А.Афиногенов, "Письмо к К.Юнову"

март 1935 г.

Из писем Бабеля

"...Третий месяц я занят на Украинфильме экранизацией "Как закалялась сталь" — работой сверхтрудной и сверхсрочной. Уехать сейчас отсюда — значит все погубить.

И. Бабель"

"...Мало говорят о Фурманове и Островском. Книги Фурманова и Островского с громадным увлечением читаются миллионами людей. О них можно сказать, что они формируют душу. Огненное содержание побеждает несовершенство формы.

Книга Островского — одна из советских книг, которую я с биением сердца дочитал до конца, а ведь написана она неискусно, а отношусь я к разряду скорее строгих читателей.

В ней сильный, страстный, цельный человек, знающий, что он делает, говорит полным голосом".

И. Бабель, из статьи "О работниках новой культуры"

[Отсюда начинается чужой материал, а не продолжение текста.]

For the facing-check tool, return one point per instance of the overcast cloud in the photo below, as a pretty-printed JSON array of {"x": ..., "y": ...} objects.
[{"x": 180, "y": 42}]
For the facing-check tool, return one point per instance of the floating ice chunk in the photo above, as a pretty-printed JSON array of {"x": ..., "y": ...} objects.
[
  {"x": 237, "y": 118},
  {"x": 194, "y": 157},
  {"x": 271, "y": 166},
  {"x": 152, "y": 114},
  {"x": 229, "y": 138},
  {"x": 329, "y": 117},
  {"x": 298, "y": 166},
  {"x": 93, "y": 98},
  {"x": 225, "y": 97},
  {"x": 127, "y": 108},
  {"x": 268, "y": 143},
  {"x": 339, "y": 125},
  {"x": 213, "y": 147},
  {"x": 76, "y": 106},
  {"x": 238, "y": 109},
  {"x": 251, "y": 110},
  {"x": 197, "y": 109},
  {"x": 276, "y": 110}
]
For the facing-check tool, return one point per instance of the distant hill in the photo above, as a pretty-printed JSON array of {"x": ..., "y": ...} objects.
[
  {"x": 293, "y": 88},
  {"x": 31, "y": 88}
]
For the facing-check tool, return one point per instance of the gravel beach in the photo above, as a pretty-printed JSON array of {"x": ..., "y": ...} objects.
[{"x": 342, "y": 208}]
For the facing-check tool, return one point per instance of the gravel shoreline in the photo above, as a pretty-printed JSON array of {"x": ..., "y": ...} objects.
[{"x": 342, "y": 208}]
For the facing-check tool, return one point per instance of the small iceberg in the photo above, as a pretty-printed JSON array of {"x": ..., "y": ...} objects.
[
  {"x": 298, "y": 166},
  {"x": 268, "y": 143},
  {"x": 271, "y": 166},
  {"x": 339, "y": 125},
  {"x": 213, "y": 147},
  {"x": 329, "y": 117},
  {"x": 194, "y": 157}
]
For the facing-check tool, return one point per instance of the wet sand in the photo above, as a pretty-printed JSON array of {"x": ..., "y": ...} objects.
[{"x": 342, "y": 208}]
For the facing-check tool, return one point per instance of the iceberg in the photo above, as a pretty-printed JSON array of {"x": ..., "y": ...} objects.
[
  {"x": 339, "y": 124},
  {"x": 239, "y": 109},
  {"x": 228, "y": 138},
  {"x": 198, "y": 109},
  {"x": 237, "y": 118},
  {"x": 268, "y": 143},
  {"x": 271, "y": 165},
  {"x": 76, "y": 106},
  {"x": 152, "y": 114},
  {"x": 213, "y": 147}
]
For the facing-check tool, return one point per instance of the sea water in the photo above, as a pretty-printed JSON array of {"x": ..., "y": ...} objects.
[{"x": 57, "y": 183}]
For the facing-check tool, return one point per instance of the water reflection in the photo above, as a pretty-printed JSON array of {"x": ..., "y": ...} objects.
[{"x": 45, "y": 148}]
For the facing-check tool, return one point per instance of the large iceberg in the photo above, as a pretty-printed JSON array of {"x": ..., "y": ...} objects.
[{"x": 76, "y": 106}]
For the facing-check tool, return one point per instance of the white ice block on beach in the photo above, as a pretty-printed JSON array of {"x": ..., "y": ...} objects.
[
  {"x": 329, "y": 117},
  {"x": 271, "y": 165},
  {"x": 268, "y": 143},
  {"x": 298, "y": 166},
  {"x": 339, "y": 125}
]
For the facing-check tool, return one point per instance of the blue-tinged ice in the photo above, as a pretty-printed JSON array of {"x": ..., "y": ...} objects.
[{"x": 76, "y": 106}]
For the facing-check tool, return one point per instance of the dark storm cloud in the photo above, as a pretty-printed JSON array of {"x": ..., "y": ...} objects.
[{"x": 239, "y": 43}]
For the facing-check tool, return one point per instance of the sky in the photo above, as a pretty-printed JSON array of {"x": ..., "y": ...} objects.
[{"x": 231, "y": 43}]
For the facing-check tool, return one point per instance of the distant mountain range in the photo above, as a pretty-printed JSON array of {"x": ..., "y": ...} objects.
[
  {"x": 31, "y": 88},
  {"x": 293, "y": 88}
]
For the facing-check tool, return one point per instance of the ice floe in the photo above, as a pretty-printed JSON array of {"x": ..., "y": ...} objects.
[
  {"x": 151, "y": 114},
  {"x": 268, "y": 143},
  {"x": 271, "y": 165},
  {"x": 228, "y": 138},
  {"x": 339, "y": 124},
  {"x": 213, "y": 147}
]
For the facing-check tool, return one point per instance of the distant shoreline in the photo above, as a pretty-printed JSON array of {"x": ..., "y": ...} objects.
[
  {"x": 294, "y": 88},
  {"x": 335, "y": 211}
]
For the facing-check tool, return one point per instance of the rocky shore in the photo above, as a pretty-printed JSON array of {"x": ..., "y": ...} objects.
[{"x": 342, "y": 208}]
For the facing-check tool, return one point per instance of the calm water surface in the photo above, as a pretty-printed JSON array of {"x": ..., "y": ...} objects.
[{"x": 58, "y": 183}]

"...Я поняла, как он (Островский. — К.Г. ) борется со своей слепотой, как он мобилизует все свои остальные чувства, как он организован в своем несчастье, как он заставляет себя не быть несчастным, и как это удается ему...

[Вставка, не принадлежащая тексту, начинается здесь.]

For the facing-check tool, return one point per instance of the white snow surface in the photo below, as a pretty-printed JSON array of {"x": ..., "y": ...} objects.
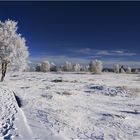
[{"x": 70, "y": 106}]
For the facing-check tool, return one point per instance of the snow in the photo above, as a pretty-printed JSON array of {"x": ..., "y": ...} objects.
[{"x": 71, "y": 106}]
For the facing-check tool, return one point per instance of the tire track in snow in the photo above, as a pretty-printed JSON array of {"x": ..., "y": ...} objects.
[{"x": 8, "y": 110}]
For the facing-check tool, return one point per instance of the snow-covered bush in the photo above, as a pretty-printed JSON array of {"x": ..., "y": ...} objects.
[
  {"x": 53, "y": 67},
  {"x": 96, "y": 67},
  {"x": 45, "y": 66},
  {"x": 38, "y": 68},
  {"x": 13, "y": 49},
  {"x": 137, "y": 71},
  {"x": 122, "y": 70},
  {"x": 76, "y": 67},
  {"x": 117, "y": 68},
  {"x": 67, "y": 66},
  {"x": 128, "y": 70}
]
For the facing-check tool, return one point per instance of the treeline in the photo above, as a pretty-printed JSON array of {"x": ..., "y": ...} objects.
[{"x": 95, "y": 66}]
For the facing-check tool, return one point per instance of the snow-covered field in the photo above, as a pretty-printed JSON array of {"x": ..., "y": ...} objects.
[{"x": 70, "y": 106}]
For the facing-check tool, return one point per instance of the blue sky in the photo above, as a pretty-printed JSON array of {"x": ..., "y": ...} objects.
[{"x": 78, "y": 31}]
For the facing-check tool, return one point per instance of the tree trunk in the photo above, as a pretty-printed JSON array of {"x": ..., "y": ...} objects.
[{"x": 3, "y": 68}]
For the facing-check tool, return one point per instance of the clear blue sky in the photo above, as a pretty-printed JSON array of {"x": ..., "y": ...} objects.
[{"x": 78, "y": 31}]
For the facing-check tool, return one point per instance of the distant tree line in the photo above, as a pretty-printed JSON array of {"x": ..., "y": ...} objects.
[{"x": 95, "y": 66}]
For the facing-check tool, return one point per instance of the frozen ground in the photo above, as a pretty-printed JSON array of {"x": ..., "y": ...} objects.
[{"x": 70, "y": 106}]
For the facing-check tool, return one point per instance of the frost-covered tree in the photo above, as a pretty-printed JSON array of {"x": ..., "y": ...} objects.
[
  {"x": 117, "y": 68},
  {"x": 76, "y": 67},
  {"x": 136, "y": 71},
  {"x": 96, "y": 66},
  {"x": 128, "y": 70},
  {"x": 67, "y": 66},
  {"x": 45, "y": 66},
  {"x": 13, "y": 50},
  {"x": 122, "y": 70},
  {"x": 53, "y": 67}
]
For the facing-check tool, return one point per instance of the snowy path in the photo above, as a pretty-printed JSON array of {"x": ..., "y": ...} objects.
[
  {"x": 97, "y": 107},
  {"x": 12, "y": 119}
]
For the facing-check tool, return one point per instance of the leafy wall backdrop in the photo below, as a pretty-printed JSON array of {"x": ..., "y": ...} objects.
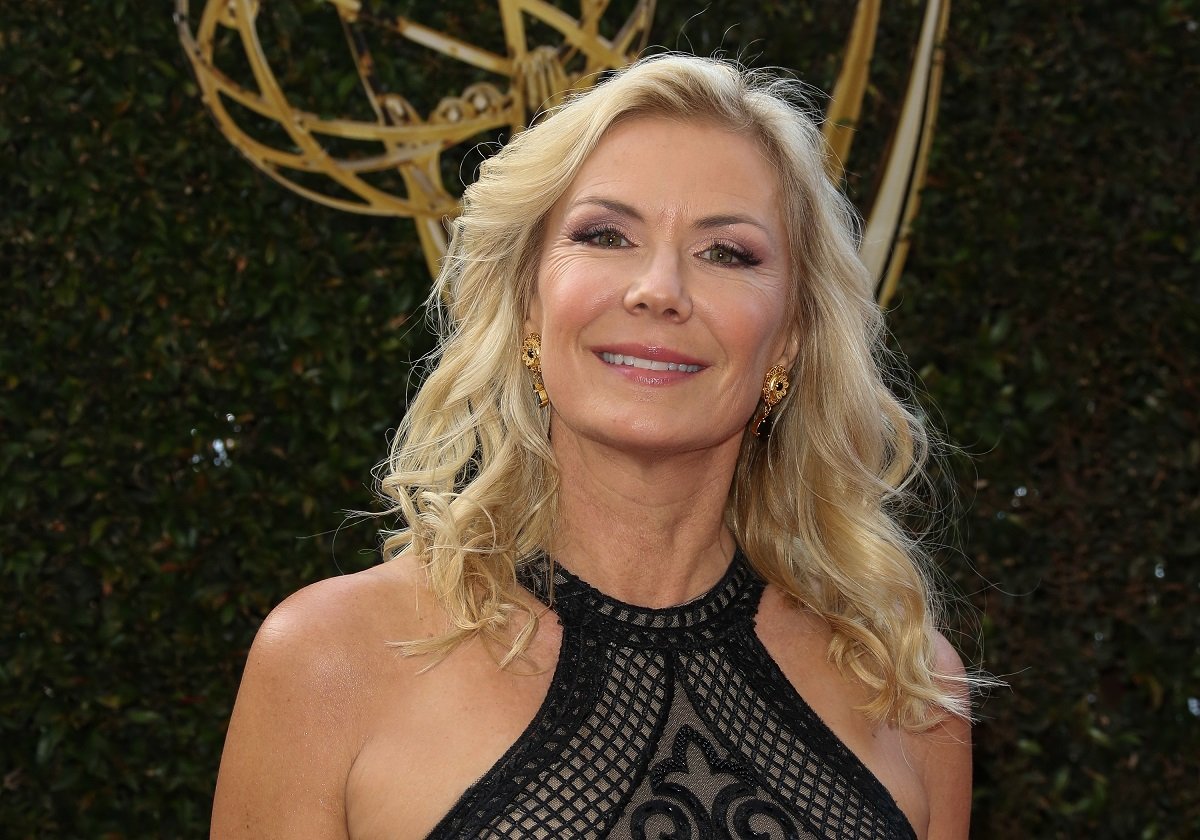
[{"x": 198, "y": 371}]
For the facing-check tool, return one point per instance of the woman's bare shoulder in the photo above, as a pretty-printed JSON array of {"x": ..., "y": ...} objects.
[
  {"x": 337, "y": 615},
  {"x": 306, "y": 699}
]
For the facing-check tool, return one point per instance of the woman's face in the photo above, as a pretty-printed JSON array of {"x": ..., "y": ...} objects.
[{"x": 663, "y": 289}]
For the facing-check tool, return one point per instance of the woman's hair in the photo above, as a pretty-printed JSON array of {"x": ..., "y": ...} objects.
[{"x": 815, "y": 507}]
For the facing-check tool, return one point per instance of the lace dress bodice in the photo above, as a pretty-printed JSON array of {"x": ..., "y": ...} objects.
[{"x": 671, "y": 724}]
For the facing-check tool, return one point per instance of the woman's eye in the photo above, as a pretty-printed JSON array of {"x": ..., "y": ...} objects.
[
  {"x": 724, "y": 255},
  {"x": 607, "y": 239}
]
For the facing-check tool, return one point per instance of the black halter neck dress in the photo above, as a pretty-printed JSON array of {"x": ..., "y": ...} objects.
[{"x": 671, "y": 725}]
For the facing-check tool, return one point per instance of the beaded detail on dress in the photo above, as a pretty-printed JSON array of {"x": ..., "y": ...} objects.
[{"x": 672, "y": 724}]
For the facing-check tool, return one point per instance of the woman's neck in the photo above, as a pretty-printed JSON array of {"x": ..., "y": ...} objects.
[{"x": 646, "y": 531}]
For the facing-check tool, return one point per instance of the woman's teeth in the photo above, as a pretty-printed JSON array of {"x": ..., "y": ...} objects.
[{"x": 647, "y": 364}]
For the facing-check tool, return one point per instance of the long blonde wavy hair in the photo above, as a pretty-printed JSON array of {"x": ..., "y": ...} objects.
[{"x": 815, "y": 507}]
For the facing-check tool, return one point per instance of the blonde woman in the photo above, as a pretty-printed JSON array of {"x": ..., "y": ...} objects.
[{"x": 649, "y": 582}]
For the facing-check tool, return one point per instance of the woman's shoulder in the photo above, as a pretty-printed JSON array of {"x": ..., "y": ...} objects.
[
  {"x": 319, "y": 667},
  {"x": 352, "y": 615}
]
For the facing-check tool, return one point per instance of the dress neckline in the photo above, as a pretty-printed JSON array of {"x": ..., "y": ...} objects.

Последний раз я пришла к Островскому накануне своего отъезда. Рядом с О. на маленьком столике был раскрыт патефон: "И тот, кто с песней по жизни шагает..." — звучало оттуда.

Островский слушал с наслаждением".

В.Инбер. Из воспоминаний о Н.Островском

ПОСТАНОВЛЕНИЕ ЦИК Союза ССР

О награждении орденом Ленина писателя Островского Н.А.

Москва. Кремль. 1 октября 1935 г.

Дальше просматривать записи, пересекать музей.

Просматривать отзывы тех, чей авторитет в литературе непререкаем.

Специально тянуть перископ, чтобы открывать шлюзы для живой воды:

"...Ведь главное и высшее назначение советского народа как раз и заключается в том, чтобы рождать Корчагиных".

Андрей Платонов.

Из статьи "Электрик Павел Корчагин". Рукопись.

"Курортная газета". 16 августа 1936 года

Андре Жид в Сочи.

"Вчера А.Жид и его спутники посетили редакцию "Курортной газеты".

Около 12 часов наши гости отправились к писателю-орденоносцу тов. Н.А. Островскому.

Теплая и дружеская беседа на даче в кругу друзей и родных Н.О. продолжалась больше часа".

"Он писал с той же страстью, с бесстрашием и презрением к смерти, с каким он скакал на коне по улицам взятого им города, когда сзади разорвался польский снаряд, ударивший его осколком в спину".

Виктор Кин

Из какой точнейшей, из какой мощнейшей метафоры Виктора Кина, из какого изящнейшего мастерства, из такого тонкого намека о жизни, о подвиге Островского: "...КОГДА СЗАДИ РАЗОРВАЛСЯ ПОЛЬСКИЙ СНАРЯД, УДАРИВШИЙ ЕГО ОСКОЛКОМ В СПИНУ".

То есть Павел Корчагин был такой бесстрашный, что никто не мог выйти на бой с Корчагиным, с Островским лицом к лицу.

И враг, который всегда подл, хорошо понял, что Островского можно взять, можно убить, но только в спину, только подкравшись, только подсыпать яд, только незаметно, только коварно.

И выходить только на горизонт, только на "Тревожную молодость".

"И СНЕГ, И ВЕТЕР, И ЗВЕЗД НОЧНОЙ ПОЛЕТ, МЕНЯ МОЕ СЕРДЦЕ В ТРЕВОЖНУЮ ДАЛЬ ЗОВЕТ".

И никак не успокоится сердце, не успокоится мозг. Потому что такие люди, как Островский, и физически должны быть бессмертными. Конечно, освободившись от пронизывающих болей.